Forty-seven people have died in recent months from vaping-related illnesses, and there’s rising concern around the country about addiction levels among young people.

President Donald Trump met with executives from the tobacco industry Friday, along with public health leaders, to talk about vaping. But one federal lawmaker from Connecticut doesn’t expect anything to come of it.

“Donald Trump is succumbing to industry pressure -- whether it’s the vaping shops, or the tobacco companies, or Juul, or other specific vaping companies -- the vaping industry has Donald Trump under its thumb,” said Democratic Sen. Richard Blumenthal, who added that about a third of America’s youth uses e-cigarettes.

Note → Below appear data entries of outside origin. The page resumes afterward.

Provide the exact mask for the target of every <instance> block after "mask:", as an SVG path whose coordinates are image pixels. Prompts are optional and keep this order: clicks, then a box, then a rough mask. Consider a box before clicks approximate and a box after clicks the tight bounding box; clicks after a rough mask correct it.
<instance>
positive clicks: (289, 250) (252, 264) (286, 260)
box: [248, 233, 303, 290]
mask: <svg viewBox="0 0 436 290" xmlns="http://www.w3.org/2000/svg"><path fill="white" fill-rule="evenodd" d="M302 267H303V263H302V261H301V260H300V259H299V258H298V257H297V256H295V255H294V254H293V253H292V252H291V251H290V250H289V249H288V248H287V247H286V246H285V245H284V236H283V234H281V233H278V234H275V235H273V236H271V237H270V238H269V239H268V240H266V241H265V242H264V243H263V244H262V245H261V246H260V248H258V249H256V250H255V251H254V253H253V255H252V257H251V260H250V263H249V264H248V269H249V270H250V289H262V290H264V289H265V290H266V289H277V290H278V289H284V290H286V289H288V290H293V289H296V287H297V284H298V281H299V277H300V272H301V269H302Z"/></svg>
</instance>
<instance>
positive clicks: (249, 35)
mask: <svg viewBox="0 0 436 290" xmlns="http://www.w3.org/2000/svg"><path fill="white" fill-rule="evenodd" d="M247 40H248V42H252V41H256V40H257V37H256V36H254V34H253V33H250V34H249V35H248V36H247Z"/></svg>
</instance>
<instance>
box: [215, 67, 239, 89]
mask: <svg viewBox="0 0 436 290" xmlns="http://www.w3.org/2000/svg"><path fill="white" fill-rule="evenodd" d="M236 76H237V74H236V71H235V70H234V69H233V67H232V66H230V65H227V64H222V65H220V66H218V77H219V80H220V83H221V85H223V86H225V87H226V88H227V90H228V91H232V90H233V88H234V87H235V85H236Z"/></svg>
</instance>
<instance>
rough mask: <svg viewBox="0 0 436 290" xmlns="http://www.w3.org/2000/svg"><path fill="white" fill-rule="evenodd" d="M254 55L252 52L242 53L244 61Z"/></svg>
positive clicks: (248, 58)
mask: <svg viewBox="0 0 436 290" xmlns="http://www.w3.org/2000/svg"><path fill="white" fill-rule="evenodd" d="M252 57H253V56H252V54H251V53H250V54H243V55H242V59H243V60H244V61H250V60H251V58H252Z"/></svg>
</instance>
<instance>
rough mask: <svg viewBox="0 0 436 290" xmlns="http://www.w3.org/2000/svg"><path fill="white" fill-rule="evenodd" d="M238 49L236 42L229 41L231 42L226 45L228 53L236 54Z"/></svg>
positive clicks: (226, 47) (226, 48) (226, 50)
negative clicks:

President Trump said in September that he would ban flavored e-cigarettes. The Washington Post has since reported that he’s backed away from that.

Blumenthal said that nothing has come of Trump’s September promise and that he doesn’t expect any action from the White House after the Friday meeting.

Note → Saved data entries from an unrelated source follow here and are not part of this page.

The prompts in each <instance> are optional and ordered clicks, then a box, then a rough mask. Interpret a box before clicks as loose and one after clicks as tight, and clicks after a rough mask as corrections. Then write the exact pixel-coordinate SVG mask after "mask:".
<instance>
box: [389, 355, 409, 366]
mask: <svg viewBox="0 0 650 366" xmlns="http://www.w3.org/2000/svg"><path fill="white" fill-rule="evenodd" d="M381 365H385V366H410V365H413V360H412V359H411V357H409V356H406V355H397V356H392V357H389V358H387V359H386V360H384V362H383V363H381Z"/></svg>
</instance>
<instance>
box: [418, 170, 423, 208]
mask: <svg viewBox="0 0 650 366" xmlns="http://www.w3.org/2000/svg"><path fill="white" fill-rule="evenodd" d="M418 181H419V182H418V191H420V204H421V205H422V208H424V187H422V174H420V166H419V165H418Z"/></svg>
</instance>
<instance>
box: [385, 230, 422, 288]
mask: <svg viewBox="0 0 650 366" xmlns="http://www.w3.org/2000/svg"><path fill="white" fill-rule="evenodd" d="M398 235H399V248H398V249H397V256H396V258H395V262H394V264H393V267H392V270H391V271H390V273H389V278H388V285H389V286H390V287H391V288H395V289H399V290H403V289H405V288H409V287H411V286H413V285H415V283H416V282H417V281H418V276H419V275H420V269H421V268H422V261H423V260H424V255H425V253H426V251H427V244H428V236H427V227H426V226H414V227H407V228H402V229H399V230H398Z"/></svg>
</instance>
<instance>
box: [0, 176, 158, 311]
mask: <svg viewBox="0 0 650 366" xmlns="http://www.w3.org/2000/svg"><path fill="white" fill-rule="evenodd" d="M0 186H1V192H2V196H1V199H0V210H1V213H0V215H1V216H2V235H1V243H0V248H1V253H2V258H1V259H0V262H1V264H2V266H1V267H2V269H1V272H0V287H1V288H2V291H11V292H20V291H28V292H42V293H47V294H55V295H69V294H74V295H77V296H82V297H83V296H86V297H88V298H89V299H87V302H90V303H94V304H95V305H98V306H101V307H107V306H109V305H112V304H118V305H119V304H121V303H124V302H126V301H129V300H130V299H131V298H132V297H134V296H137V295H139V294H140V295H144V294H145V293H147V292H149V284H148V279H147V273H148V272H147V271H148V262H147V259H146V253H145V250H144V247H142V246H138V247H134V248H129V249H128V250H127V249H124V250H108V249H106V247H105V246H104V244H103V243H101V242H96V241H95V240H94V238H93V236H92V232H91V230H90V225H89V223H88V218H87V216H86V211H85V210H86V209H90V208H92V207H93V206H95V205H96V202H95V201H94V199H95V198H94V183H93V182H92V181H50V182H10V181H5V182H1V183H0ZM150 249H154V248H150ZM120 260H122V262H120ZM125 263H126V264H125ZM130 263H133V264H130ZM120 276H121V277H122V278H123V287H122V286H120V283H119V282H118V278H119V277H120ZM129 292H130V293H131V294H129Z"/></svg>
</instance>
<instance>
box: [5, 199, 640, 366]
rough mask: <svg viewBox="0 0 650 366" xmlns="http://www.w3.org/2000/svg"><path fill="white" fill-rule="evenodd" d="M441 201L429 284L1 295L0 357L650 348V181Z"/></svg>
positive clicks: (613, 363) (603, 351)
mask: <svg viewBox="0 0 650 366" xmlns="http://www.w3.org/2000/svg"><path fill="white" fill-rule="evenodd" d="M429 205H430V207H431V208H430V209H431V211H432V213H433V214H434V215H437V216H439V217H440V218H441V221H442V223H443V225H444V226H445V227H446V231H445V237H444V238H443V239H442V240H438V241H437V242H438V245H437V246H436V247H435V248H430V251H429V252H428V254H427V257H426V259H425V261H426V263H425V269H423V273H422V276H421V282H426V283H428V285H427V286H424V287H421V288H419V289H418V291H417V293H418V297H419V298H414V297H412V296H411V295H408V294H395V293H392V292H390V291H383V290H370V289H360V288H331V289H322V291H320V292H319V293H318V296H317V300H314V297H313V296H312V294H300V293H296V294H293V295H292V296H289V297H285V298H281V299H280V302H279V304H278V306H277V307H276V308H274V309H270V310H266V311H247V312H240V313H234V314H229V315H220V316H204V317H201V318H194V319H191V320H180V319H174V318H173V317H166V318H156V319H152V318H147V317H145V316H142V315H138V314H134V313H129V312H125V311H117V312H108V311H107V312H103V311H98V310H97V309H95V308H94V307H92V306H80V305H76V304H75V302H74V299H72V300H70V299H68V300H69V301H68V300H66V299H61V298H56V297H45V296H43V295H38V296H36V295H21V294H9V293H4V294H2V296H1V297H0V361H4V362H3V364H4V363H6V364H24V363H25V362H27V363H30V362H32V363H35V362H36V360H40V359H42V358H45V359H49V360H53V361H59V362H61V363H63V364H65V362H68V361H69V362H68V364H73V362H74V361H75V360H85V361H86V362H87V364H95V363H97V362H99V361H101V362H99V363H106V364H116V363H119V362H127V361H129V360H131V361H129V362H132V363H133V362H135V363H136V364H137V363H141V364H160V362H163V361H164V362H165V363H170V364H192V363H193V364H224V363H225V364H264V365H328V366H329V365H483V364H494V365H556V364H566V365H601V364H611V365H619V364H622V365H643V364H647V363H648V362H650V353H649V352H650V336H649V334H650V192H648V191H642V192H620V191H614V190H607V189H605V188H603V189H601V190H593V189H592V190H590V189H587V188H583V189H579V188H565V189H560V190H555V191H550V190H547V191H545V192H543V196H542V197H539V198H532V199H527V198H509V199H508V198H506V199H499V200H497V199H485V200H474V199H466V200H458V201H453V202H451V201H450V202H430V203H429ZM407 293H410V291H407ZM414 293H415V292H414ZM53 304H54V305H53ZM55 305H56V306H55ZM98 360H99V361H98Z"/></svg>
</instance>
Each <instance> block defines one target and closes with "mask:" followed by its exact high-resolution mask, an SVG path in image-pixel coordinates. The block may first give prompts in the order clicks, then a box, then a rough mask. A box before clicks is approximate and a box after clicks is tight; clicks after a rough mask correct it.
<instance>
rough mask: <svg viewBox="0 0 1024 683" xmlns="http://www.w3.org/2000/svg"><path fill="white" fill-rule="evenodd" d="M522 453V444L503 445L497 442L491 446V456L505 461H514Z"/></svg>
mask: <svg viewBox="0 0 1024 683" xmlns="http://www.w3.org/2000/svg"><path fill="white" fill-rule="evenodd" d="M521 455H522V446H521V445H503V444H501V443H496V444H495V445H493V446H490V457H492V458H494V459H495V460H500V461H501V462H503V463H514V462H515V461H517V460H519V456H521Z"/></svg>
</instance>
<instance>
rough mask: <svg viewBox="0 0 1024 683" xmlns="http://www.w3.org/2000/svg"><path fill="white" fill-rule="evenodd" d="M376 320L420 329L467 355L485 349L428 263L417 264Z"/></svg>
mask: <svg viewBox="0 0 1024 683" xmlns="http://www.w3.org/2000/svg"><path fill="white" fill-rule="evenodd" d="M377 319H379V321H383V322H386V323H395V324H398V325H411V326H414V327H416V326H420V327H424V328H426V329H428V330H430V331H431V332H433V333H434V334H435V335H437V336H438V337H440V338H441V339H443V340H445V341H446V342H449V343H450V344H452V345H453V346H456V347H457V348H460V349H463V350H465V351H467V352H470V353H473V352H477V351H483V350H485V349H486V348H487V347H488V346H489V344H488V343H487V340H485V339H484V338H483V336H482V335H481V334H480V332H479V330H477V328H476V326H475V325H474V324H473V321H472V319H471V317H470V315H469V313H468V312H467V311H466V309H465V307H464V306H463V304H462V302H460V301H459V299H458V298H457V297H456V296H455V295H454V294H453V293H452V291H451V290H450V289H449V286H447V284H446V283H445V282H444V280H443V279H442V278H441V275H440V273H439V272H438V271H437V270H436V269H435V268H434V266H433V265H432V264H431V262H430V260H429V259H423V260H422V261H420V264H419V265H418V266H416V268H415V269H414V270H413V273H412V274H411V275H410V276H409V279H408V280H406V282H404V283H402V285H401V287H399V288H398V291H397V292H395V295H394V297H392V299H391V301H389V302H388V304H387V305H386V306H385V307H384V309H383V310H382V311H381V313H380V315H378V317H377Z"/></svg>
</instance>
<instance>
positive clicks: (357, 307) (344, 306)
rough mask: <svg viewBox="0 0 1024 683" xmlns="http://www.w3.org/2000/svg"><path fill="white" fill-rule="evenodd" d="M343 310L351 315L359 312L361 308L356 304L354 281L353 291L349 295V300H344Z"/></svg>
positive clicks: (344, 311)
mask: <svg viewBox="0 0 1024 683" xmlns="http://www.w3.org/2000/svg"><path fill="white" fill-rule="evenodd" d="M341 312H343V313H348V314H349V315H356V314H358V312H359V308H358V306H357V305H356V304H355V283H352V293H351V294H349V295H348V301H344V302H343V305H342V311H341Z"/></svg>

Dr. Melanie Collins, a pediatric pulmonologist at Connecticut Children’s Medical Center, talked about the dangers of vaping products.

“One Juul pod is equivalent to a pack of cigarettes,” she said.

Dr. Melanie Collins, a pediatric pulmonologist, said that she and her colleagues at the Connecticut Children's Medical Center have seen children suffering from acute psychotic episodes and other symptoms related to nicotine exposure as a result of vaping.
Credit Frankie Graziano / Connecticut Public Radio

Collins said she and her colleagues have seen kids come in with acute psychotic episodes related vaping, as well as other nicotine-exposure symptoms.

“The flavoring that is used in Juul -- we know now from the study in pediatrics -- entices children to breathe it in more rapidly, so their product is not safe,” Collins said.

Citing numbers from the federal Centers for Disease Control and Prevention, Collins said the number of high school and middle school-age children using vaping devices has increased by 1,240% in the past six years.

“Sixty-six percent of these students believe that they are only vaping flavored liquid, when in reality 99% of the flavored liquids contained nicotine -- a highly addictive substance that can impair normal brain development, as well as result in long-term cardiovascular impairment and poor lung health,” Collins said.

To keep children away from vaping, Blumenthal is calling on Trump to urge the federal Food and Drug Administration to ban all flavored e-cigarettes. He also would like to see camouflaged e-cigarette products like vaping hoodies eliminated.